Salvatore Basile’s fascinating history of air conditioning, Cool, examines the technology and its penetration into American life. He highlights the role of vaudeville and movie theaters in extending the realm of cool. 

But he is also interested in the reaction to the new technology. And the reaction was surprisingly mixed. Even during sweltering summers when people died of heat exposure, some were resistant to air conditioning.

Why? Basile blames part of it on moral scruples: “for a number of Puritanical souls, air conditioning was unnatural. It even looked strange, with machinery that often made it conspicuous. New buildings were crowned not with elegant spires but with cooling towers. Older buildings, even some of the most architecturally notable, were disfigured by rows of hastily-plopped-in window units.”

Intellectuals were smugly dismissive, perhaps because intellectuals rarely do anything to break a sweat anyway: “People who really despised mechanical cooling could point to the title of Henry Miller’s 1945 harangue on the soulless mechanized commercialism of America, The Air-Conditioned Nightmare—inaccurately; other than its title, the book never did get around to discussing the subject of air conditioning. (And Marcia Ackermann pointed out that, once Miller’s writings took off, he moved to a large California house that ‘almost certainly’ had air conditioning.) Nevertheless, Miller’s bad-boy intellectualism was shared by The New Yorker, which throughout its history seemed to have viewed air conditioning with amused disdain.”

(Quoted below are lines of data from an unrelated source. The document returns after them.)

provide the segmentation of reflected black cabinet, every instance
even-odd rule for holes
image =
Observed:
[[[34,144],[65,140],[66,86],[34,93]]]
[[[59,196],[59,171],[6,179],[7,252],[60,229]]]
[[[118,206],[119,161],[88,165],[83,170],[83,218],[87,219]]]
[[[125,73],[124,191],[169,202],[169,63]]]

A 1959 article in the New Yorker thought the city had been better before it got cool: “How useless now to argue that in the old days electric fans blowing across cakes of ice kept saloons at a temperature that was one of the pleasures of summer instead of a simulacrum of winter. . . . The dodges for coping with the heat that New Yorkers learned in three centuries of summers have become superfluous, and in some cases hazardous. The long drink is an irrelevancy; if you arrive in a bar, after a few steps in the street, longing for a Tom Collins, half a minute of the temperature inside influences you to change to a hot toddy. Cold foods lose their charm as quickly; at the first blast of frozen air, the customer decides to stick to steak. . . . It was a fine city until they started improving it.”

Frank Lloyd Wright did an about face. He had “spent decades claiming that he had started the whole thing with his completely sealed and air-conditioned Larkin Building,” but then in his 1954 The Natural House he argued “To me air conditioning is a dangerous circumstance. The extreme changes in temperature that tear down a building also tear down the human body. . . . I can sit in my shirt sleeves at eighty degrees, or seventy-five, and be cool; then go outside to 118 degrees, take a guarded breath or two around and soon get accustomed to the change.” He told the New Yorker in an interview that “this air-conditioning has killed more good men than can be accounted for.” 

Fortunately, the “general public ignored” the critics.